Outside of the foundation, Bill Clinton has helped secure commitments of nearly $500 million that have gone to address education, healthcare, economic development, climate-smart agriculture and other challenging issues in Haiti. The efforts have put people back to work, reduced poverty, and facilitated investment across the country.

“We consider ourselves partners in Haiti’s future, but our goal is simple: We want to work ourselves out of a job,” Shalala said last July. “To do that, we’re actually supporting entrepreneurs and business owners and smallholder farmers who are helping to [lift] their communities around them.”

During the campaign, Trump and the GOP have tried to cast the Clintons’ work in Haiti as a failure, accusing them of blurring the lines between politics, charity and business.

As U.N. Envoy for Haiti, Bill Clinton raised the country’s profile on the global stage even before the earthquake left 1.5 million homeless and more than 300,000 dead and an equal number injured. After the disaster, he led several high-profile visits to check on Clinton Foundation projects and bring groups of potential investors to the country.

Away from the cameras, however, Clinton encountered frustrations and roadblocks despite professing publicly in New York that Martelly’s administration was the best Haitian government that he had worked with. One Port-au-Prince business-owner was forced to give back a $415,000 Clinton Foundation loan after the government claimed part of her land under eminent domain to build a park, and she wasn’t able to expand her business to provide jobs to mostly poor women.

The Interim Haiti Reconstruction Commission that Clinton co-chaired alongside Haiti’s prime minister also hit hurdles. Though it didn’t manage money, serving as a clearing house to approve projects proposed by international aid agencies, many accused the commission of mishandling the $10.4 billion in aid that donors pledged but didn’t actually give after the disaster.

But some, like Maguire, the longtime Haiti observer at George Washington University, say Haitians know they will have more of an ear in Washington if Clinton is elected.

“All things considered, the Clintons have cared deeply about Haiti and have worked with the intent of improving conditions there, even if this has not always worked out as they had hoped,” he said. “If she becomes president, this would certainly ensure that the country remains a blip on the U.S. foreign affairs radar screen.”

And Haitian Americans have continued to seek a conversation with Clinton.

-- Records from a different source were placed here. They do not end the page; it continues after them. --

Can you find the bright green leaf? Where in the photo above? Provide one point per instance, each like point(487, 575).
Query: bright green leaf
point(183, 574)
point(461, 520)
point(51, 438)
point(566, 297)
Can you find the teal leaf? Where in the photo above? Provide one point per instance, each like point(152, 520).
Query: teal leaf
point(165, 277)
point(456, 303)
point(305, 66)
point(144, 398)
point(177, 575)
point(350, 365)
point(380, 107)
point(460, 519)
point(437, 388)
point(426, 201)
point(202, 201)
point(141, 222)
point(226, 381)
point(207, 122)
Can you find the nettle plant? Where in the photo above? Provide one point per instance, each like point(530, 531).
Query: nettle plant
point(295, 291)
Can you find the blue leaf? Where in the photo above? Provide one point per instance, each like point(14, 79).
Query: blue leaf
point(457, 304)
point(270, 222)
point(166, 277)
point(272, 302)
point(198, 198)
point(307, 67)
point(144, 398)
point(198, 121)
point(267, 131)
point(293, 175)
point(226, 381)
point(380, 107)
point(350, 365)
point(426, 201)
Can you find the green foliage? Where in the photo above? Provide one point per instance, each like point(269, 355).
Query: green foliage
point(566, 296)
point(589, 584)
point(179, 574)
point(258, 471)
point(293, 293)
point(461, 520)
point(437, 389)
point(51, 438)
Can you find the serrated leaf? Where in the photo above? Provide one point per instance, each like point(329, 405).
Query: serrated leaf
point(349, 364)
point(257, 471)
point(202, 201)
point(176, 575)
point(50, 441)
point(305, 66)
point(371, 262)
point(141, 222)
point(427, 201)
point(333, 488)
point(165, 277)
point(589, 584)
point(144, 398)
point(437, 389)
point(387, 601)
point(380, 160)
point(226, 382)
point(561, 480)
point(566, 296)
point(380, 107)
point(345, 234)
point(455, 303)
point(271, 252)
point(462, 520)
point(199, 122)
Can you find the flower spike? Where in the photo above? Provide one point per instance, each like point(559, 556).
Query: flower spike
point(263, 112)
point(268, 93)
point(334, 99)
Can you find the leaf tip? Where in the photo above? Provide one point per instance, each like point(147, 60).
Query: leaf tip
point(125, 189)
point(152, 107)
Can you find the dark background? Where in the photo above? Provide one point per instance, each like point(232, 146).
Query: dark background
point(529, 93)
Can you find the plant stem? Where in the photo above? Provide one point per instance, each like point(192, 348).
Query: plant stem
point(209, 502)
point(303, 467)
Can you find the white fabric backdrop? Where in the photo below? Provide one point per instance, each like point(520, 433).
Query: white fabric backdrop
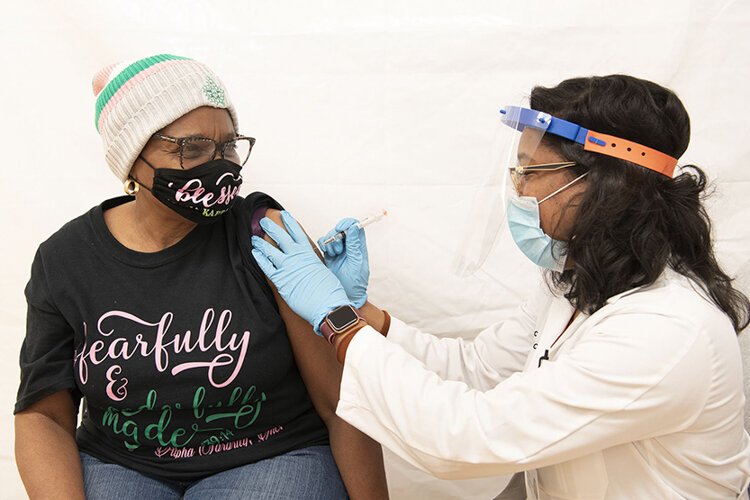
point(359, 105)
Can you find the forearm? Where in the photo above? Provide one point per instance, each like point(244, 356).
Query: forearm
point(359, 459)
point(47, 458)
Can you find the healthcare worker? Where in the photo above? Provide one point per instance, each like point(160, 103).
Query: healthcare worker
point(620, 379)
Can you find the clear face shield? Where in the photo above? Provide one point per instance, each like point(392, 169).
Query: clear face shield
point(519, 150)
point(517, 145)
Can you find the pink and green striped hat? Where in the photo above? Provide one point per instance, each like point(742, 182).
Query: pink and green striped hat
point(136, 98)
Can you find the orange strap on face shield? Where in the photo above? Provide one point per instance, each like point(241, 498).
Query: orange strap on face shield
point(633, 152)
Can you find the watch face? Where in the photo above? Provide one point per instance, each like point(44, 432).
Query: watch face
point(341, 318)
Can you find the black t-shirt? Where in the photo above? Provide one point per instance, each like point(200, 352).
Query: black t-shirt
point(181, 355)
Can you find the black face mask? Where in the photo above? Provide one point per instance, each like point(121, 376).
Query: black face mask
point(201, 194)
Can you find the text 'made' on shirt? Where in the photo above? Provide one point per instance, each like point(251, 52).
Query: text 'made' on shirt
point(181, 355)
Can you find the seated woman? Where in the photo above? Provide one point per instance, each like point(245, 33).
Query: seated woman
point(151, 308)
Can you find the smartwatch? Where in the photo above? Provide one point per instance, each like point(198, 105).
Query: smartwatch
point(339, 321)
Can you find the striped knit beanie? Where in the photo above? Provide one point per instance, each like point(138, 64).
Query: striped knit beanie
point(134, 99)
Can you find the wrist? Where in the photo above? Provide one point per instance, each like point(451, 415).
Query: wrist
point(339, 321)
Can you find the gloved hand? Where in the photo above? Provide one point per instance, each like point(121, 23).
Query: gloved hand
point(303, 281)
point(347, 259)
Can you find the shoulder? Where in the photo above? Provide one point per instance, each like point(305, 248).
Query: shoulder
point(71, 235)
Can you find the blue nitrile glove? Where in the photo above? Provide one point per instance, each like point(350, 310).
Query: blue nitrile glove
point(347, 259)
point(303, 281)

Last week, as she visited South Florida with President Obama, 27 Florida-based organizations and 24 other prominent Floridians wrote to her asking for her positions on issues of concern to the Haitian American community, and for a meeting regarding them.

Among the issues: whether re-designation of Temporary Protected Status for undocumented Haitians would continue and Clinton’s position on the upcoming elections in Haiti.

The letter came on the heels of Hurricane Matthew, which devastated southwestern Haiti, killing at least 546 people, according to the government’s official tally and wiping out 100 percent of the crops in some areas.

“Fifty-one Florida based leaders want to know what Hillary Clinton would do and will do on these issues,” said Steven Forester, a longtime activist in South Florida’s Haitian community.

Herald Staff Writer Patricia Mazzei contributed to this report.